Today was hand-in day for the first part of this module’s coursework – to design a shop, based on four requirements, using Object-Oriented design principles. Specifically, we had to use the State, Strategy and Item Description patterns, although I also worked in a couple of other patterns I like – Decorator (solves problems of composing functionality using recursion) and Iterator (hides implementation details of collections behind a simple object you can only iterate over).
I quite enjoyed having a simple pet problem like this, with a real reason to work through some aspects of it. If you’re interested in having a go yourself, the assignment reminded me of the first pragprog Code Kata – Supermarket Pricing.
As a result of the coursework, I’ve found a UML tool I can live with – Visual Paradigm. I’ll probably do a bit of a review and compare with the other tools I tried soon, but suffice to say it was by some margin the most pleasant and easy-to-use tool of the 5 or 6 I tried. £40 needed to get rid of the invasive watermark, but it looks like when it comes to CASE tools you get what you pay for.
The lectures are proving tricky to keep on top of – the pace is kinda slow (maybe that’s just me), so I find myself struggling to maintain attention.

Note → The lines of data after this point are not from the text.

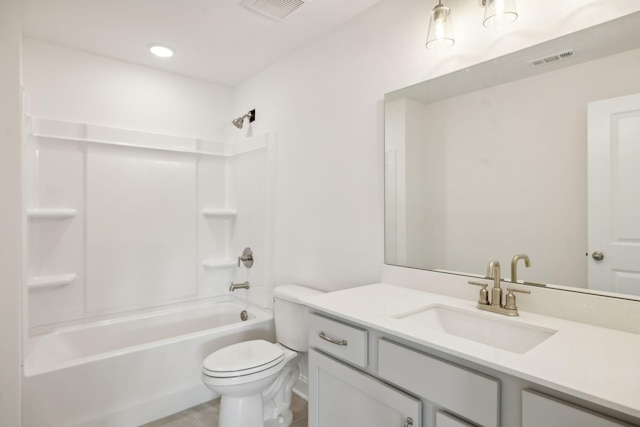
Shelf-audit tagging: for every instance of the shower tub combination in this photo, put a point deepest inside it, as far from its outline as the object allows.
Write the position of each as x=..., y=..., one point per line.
x=132, y=370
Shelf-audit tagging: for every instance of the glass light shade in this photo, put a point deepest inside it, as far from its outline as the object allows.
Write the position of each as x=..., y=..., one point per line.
x=160, y=50
x=499, y=13
x=440, y=34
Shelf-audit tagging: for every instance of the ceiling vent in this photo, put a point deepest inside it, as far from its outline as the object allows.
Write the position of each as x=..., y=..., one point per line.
x=553, y=58
x=274, y=9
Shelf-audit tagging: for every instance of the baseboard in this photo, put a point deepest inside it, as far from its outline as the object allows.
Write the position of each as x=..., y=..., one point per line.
x=301, y=388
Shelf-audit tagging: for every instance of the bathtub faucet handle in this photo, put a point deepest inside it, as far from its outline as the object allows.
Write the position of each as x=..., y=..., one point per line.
x=246, y=258
x=235, y=286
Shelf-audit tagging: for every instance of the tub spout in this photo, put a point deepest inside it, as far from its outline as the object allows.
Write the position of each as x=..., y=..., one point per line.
x=235, y=286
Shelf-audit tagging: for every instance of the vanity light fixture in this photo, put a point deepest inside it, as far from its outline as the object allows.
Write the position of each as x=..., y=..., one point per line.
x=440, y=33
x=160, y=50
x=499, y=13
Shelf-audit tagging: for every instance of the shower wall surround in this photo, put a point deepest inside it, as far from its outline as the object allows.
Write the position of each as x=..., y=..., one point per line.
x=124, y=215
x=121, y=220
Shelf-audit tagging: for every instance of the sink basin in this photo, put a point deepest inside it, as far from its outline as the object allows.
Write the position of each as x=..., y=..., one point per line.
x=486, y=329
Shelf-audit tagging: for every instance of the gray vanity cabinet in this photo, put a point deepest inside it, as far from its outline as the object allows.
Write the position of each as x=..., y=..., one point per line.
x=364, y=378
x=344, y=396
x=357, y=379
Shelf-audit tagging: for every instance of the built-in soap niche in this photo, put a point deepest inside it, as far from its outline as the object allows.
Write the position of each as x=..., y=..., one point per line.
x=121, y=220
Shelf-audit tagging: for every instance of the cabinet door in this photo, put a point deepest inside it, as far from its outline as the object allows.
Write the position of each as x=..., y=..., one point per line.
x=343, y=396
x=539, y=410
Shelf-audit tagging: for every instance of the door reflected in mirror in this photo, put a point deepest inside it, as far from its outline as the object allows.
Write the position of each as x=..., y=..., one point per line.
x=493, y=161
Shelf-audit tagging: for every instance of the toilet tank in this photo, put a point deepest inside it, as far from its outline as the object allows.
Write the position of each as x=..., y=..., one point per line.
x=291, y=315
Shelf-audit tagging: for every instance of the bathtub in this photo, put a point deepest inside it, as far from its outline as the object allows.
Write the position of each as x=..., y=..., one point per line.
x=133, y=369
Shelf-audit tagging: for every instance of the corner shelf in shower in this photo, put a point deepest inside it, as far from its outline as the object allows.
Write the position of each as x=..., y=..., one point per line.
x=50, y=282
x=56, y=130
x=51, y=213
x=220, y=213
x=219, y=263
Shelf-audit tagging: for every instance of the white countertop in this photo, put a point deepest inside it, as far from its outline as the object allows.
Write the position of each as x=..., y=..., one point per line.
x=592, y=363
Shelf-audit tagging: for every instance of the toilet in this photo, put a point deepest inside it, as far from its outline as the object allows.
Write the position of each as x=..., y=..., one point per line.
x=255, y=378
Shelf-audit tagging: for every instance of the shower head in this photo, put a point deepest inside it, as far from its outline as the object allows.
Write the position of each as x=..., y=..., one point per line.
x=239, y=122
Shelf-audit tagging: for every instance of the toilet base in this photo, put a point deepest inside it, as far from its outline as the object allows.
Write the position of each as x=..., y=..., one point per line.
x=241, y=411
x=284, y=420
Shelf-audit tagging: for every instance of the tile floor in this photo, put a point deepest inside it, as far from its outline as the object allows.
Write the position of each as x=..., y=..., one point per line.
x=206, y=414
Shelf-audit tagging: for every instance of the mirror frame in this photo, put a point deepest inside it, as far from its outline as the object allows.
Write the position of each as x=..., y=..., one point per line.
x=606, y=39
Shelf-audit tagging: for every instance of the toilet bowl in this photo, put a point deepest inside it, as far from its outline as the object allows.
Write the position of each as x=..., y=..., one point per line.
x=255, y=378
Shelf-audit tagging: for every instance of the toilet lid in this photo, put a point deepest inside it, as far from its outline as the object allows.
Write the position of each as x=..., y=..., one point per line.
x=243, y=358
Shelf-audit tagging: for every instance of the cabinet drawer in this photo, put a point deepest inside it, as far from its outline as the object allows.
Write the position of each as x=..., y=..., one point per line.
x=541, y=410
x=459, y=390
x=339, y=339
x=447, y=420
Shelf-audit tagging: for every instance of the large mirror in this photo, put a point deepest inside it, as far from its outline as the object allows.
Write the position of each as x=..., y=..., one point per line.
x=534, y=153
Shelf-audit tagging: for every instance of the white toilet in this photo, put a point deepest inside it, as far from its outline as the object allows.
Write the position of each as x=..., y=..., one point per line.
x=255, y=378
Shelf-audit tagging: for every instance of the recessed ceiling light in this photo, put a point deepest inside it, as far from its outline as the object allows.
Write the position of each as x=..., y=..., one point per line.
x=160, y=50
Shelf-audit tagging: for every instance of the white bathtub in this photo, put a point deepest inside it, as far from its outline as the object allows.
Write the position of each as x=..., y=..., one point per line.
x=131, y=370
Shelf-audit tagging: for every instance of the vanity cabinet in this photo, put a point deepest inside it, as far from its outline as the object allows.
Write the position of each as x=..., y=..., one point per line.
x=345, y=389
x=362, y=377
x=344, y=396
x=464, y=392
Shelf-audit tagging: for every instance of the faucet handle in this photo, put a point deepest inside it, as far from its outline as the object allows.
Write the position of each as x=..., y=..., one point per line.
x=510, y=299
x=483, y=297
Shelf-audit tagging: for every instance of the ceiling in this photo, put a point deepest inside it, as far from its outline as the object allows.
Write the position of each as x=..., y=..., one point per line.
x=219, y=41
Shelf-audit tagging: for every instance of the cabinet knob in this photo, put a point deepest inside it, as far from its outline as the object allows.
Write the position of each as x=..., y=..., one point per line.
x=332, y=340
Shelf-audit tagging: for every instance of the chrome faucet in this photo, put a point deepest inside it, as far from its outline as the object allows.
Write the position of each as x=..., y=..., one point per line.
x=514, y=265
x=494, y=304
x=493, y=272
x=235, y=286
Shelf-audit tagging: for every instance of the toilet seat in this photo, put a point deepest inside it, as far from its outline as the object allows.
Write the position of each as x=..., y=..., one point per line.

Still, the lecture notes are very detailed, so I spent a a few hours reviewing last week’s notes creating myself some revision material. I’ve been using a piece of software called Freemind to do ‘mind-mapping’, something I found out about in a presentation by Steve Brett in last years’ unsheffield unconference. It seems to work pretty well for the way I do revision, here’s a screenshot if you’ve not seen a mind map before.
So anyway, it’s all good. Coursework part 2 starts now, two more lectures in this module.